Name: | Bell Labs; Murray Hill, NJ. (USA) |
Abbreviation: | belllabs |
Products: | Others Tube manufacturer |
Summary: |
Bell Laboratories (also known as Bell Labs and formerly known as AT&T Bell Laboratories and Bell Telephone Laboratories) is the research and development organization of Alcatel-Lucent and previously of the American Telephone & Telegraph Company (AT&T). Bell Laboratories has had its headquarters at Murray Hill, New Jersey, and it has research and development facilities throughout the world. |
Documents about this manufacturer/brand | |
History: |
Wikipedia: "In 1925 Western Electric Research Laboratories and part of the engineering department of the American Telephone & Telegraph company (AT&T) were consolidated to form Bell Telephone Laboratories, Inc., as a separate entity. The first president of research was Frank B. Jewett, who stayed there until 1940. The ownership of Bell Laboratories was evenly split between AT&T and the Western Electric Company. Its principal work was to design and support the equipment that Western Electric built for Bell System operating companies, including telephone exchange switches. Support work for the phone companies included the writing and maintaining of the Bell System Practices (BSP), a comprehensive series of technical manuals.

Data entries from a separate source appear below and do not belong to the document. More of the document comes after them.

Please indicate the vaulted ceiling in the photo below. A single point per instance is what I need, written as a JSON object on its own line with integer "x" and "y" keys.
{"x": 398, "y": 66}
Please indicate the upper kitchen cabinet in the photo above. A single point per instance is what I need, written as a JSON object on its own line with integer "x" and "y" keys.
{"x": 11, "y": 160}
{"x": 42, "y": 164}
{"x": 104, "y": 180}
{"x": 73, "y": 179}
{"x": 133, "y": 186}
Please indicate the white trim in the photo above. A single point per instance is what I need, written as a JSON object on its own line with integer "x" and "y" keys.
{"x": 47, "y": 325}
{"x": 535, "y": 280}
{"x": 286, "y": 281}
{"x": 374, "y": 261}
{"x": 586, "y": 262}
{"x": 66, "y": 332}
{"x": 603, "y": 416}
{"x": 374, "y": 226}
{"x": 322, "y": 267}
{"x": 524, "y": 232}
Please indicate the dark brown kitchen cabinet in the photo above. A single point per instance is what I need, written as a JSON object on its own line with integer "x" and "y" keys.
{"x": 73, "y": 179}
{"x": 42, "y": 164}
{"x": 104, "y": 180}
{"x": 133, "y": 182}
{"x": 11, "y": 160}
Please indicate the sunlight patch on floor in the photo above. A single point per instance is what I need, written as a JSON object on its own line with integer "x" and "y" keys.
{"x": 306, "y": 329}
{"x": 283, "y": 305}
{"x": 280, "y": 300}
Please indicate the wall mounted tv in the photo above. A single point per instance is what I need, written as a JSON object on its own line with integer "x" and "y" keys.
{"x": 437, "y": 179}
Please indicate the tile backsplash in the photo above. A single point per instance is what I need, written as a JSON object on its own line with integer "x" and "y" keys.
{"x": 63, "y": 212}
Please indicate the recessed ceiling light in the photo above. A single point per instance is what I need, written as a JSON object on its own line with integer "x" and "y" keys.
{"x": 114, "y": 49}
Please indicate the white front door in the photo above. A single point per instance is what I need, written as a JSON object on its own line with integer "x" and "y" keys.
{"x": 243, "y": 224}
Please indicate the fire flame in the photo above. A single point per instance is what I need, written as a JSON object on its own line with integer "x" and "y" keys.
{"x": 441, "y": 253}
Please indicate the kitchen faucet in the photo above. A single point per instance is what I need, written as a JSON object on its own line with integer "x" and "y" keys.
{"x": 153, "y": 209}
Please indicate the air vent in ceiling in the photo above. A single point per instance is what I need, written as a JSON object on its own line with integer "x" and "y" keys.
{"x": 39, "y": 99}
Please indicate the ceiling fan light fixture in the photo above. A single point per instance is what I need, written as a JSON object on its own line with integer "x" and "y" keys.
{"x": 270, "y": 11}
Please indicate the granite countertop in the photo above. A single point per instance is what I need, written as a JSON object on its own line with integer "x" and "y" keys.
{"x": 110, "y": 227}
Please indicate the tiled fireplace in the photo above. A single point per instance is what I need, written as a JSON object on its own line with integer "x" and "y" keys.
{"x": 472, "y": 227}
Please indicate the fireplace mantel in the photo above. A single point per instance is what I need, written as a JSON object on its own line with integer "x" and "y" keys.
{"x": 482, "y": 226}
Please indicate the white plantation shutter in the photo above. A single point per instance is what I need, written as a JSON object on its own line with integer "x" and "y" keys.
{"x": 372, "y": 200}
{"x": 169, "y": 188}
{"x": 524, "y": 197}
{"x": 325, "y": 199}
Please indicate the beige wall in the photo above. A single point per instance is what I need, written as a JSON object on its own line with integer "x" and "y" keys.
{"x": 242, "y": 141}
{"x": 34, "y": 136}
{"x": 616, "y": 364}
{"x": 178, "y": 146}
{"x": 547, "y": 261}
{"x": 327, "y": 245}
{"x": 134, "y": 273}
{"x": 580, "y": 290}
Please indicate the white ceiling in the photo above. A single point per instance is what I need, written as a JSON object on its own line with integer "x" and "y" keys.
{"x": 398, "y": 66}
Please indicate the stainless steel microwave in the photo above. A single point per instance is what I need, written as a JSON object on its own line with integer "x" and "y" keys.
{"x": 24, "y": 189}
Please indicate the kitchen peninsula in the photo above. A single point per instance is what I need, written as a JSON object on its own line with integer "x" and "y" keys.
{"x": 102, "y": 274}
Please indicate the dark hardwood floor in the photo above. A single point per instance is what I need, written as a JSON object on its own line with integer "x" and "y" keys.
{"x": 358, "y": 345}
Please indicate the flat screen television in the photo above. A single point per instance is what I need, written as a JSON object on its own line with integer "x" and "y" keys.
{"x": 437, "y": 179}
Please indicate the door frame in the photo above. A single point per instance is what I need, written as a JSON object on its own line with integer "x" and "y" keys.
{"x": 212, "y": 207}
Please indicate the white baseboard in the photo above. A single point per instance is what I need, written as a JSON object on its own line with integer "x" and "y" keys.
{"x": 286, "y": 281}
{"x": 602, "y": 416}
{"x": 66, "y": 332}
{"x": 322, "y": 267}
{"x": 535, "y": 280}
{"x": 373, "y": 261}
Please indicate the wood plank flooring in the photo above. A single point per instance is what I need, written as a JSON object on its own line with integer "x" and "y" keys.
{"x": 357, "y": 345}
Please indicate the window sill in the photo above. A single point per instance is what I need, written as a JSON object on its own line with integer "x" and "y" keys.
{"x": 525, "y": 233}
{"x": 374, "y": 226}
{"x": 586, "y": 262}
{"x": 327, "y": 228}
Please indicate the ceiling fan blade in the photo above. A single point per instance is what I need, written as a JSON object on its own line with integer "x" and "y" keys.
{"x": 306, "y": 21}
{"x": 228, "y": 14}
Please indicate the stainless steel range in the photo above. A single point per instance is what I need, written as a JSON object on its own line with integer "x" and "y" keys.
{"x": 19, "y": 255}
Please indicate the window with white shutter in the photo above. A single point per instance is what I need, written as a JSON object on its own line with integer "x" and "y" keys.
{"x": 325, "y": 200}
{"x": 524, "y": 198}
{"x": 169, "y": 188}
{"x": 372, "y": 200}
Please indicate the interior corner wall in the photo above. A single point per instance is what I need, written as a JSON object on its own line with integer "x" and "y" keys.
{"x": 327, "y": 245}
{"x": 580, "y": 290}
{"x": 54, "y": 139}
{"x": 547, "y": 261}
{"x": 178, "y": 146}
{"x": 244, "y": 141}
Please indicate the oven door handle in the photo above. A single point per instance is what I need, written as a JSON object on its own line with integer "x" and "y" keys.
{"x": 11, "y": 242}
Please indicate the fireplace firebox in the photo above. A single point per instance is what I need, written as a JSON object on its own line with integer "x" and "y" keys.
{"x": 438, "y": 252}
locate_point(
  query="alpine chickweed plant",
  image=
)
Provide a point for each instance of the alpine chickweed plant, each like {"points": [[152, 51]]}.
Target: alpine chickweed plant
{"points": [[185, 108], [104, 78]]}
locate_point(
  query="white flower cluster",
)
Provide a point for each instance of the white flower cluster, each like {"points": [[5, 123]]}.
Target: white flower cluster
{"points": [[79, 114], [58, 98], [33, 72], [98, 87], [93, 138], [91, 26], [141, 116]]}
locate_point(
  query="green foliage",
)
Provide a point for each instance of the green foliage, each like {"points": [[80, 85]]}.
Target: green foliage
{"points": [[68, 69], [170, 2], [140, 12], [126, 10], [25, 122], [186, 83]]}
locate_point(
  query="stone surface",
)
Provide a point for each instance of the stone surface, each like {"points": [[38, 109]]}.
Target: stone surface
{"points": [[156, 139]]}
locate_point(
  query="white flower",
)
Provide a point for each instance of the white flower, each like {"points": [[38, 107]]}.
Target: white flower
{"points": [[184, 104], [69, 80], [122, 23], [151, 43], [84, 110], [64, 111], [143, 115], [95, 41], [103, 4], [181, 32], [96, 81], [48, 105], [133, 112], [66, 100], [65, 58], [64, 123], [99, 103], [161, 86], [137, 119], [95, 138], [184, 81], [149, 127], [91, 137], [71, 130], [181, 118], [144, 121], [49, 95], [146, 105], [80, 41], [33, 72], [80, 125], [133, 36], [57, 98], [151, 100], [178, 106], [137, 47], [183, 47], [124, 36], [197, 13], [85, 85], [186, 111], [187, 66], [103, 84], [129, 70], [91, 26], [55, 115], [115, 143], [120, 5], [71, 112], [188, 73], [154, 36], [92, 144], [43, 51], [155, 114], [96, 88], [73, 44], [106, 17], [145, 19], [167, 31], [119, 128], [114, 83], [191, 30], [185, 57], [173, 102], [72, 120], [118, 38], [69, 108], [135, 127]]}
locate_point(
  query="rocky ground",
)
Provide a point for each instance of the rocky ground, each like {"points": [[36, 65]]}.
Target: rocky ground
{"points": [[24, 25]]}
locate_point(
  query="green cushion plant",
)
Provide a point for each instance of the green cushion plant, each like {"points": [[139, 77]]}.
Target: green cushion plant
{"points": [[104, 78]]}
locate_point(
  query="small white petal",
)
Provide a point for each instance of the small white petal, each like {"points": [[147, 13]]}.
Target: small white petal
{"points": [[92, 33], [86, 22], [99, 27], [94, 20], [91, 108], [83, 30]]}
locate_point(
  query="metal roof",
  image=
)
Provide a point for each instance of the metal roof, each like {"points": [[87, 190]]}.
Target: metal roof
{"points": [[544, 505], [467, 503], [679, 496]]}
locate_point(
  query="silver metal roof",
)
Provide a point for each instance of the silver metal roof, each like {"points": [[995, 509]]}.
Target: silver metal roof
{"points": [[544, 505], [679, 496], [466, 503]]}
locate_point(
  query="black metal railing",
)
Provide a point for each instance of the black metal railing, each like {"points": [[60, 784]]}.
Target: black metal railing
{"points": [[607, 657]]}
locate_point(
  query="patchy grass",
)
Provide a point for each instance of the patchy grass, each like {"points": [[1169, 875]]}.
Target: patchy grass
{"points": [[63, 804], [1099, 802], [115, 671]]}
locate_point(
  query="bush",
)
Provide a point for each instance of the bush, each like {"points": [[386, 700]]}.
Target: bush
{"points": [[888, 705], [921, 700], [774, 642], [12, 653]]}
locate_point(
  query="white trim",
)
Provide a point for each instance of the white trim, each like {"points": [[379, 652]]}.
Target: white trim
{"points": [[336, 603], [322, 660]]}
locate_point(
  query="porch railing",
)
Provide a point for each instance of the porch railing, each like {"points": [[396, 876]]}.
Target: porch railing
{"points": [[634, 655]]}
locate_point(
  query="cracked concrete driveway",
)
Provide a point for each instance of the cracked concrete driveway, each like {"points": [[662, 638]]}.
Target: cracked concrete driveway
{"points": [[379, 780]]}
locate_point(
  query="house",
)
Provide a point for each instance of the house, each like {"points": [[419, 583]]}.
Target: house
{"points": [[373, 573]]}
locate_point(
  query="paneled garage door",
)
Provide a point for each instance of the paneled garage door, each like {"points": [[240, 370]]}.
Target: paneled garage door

Bell Labs also carried out consulting work for the Bell Telephone Companies, and U.S. government work, including Project Nike and the Apollo program. A few workers were assigned to basic research, and this attracted much attention, especially since they produced several Nobel Prize winners. Until the 1940s, the laboratory's principal locations were in and around the Bell Labs Building in New York City, but many of these were moved to the New York suburbs area of New Jersey. Among the later Bell Laboratories locations in New Jersey were Murray Hill, Holmdel, New Jersey, Crawford Hill, New Jersey, the Deal Test Site, Freehold, New Jersey, Lincroft, Long Branch, Middletown, Princeton, Piscataway, Red Bank, and Whippany, New Jersey. Of these, Crawford Hill, and Whippany remain in existence. The largest grouping of people in the company was in Illinois, at Naperville-Lisle, in the Chicago area, which had the largest concentration of employees (about 11,000) prior to 2001. There also were groups of employees in Columbus, Ohio, North Andover, Massachusetts, Allentown, Pennsylvania, Reading, Pennsylvania, and Breinigsville, Pennsylvania, and Westminster, Colorado. Since 2001, many of the former locations have been scaled down, or shut down entirely. At its peak, Bell Laboratories was the premier facility of its type, developing a wide range of revolutionary technologies, including radio astronomy, the transistor, the laser, information theory, the UNIX operating system, and the C programming language. There have been seven Nobel Prizes awarded for work completed at Bell Laboratories."